TRIBUN-SULBAR.COM – Inmendagri Nomor 53 Tahun 2021 tentang Pemberlakuan Pembatasan Kegiatan Masyarakat (PPKM) Level 3, 2, dan 1 Jawa Bali yang mensyaratkan penumpang wajib tes polymerase chain reaction (PCR) menimbulkan polemik di tengah masyarakat.
Meskipun kini pemerintah telah menurunkan telah menurunkan harga tes PCR menjadi Rp 300 ribu dengan masa berlaku 3x24 jam.
Akan tetapi, hal tersebut masih akan membebani rakyat mengingat harga tiket trasnportasi missal banyak yang lebih murah dari harga tes PCR.
Seperti, harga tiket kereta api yang berkisar Rp 75 ribu satu kali perjalanan. Begitu juga dengan tiket bus AKAP dan kapal laut.

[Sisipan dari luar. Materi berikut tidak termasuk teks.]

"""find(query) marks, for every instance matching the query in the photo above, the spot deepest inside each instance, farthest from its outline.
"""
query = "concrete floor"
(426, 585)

“Saya kira kurang tepat bila kemudian warga masyarakat pengguna transportasi publik harus membayar lebih dari 3 kali lipat harga tiket untuk tes PCR,” ujar Puan Maharani, Ketua DPR RI.
Baca juga: Harga PCR Lebih Mahal dari Tiket, Aktivis Ekonomi Mamuju: Hanya Sultan Bisa ke Makassar
Baca juga: Kembali Difungsikan, Mobil PCR Rp 3.5 M Dinkes Sulbar Hanya Dioperasikan di Labkesda
Kebijakan tes PCR bagi semua pengguna moda transportasu bertujuan untuk mengantisipasi gelombang baru Covid 19 khususnya jelasnya libur Natal dan Tahun Baru (Nataru).
Akan tetapi, harga PCR jangan lebih mahal dari tiket transportasi publik yang mayoritas digunakan masyarakat.
Apabila harga tes PCR lebih mahal dari tiket transportasi missal yang masyoritas digunakan masyarakat, maka akan terjadi diskiriminasi terhadap warga masyarakat.
“Apakah artinya masyarakat yang mampu membayar tiket perjalanan, namum yang tidak mampu membayar tes PCR, lantas tidak berhak melakukan perjalanan?”
“Hak mobilitas tidak boleh dibatasi oleh mampu tidaknya warga membayar tes PCR,” jelasnya.
Fasilitas Kesehatan di Daerah
Menyoal fasilitas kesehatan di daerah, Puan merasa jika semua fasilitas kesehatan di daerah beum mumpuni untuk melakukan tes PCR yang dijadikan syarat waji bagi semua moda transportasi.
Lebih lanjut, ia menyarankan bila tes PCR sebaiknya digunakan sebagai alat diagnosa Covid 19.
Sedangkan untuk proses skrinning bisa dilakuakn dengan tes antigen ditambah dengan optimalisasi aplikasi PeduliLindungi.
“Aplikasi PeduliLindungi ini kan dibuat untuk mengetahui status seseorang. Sehrusnya ini yang dimaksimalkan,” terangnya.
Sementara itu, untuk menghindari gelombang ketiga Covid 19 yang diprediksi akan terjadi imbas libur panjang akhir tahun.
Pemerintah bisa lebih menekankan penegakan protokol kesehatan masyarkat, pengetatan skrinning, memperketat 3T (tracing, testing, treatment), dan vaksinasi harus semakin digencarkan.
Tanggapan Legislator
Kebijakan yang mewajibkan tes PCR 2x24 jam sebelum keberangkatan tersebut merupakan langkah mundur dalam upaya pemulihan ekonomi nasional.
Anggota Komisi V DPR RI, Neng Eem Marhamh Zulfa Hiz menilai syarat wajib tes PCR seharusnya sudah tidak diperlukan lagi.
Lantaran pemerintah sudah menggelar vaksinasi secara massif, dan penggunaan aplikasi PeduliLindungi sebagai syarat layak terbang calon penumpang.
Adanya kebijakan tersebut akan berdampak pada menurunnya minat masyarakat untuk memilih moda transportasi udara.
Momentum landainya kasus Covid 19 di Indonesia seharusnya dijadikan sebagai langkah untuk meningkatkan perekonomian masyarakat.
Utamanya pada sektor penerbangan sebagai salah satu sektor yang paling terdampak pandemi Covid 19.
Berdasarkan Aosiasi Transportasi Udara Internasional (IATA), industri penerbangan global mengalami kerugian Rp 2.867 triliun selama 1,5 tahun terakhir.
“Jadi berat juga apalagi tidak semua orang bisa masuk industri penerbangan, ditambah lagi dengan persyaratan adanya PCR.”
“Padahal sebelumnya antigen, kenapa saat pandemi melandai justru diwajibkan PCR,” kata Eem Marhamh Zulfa Hiz.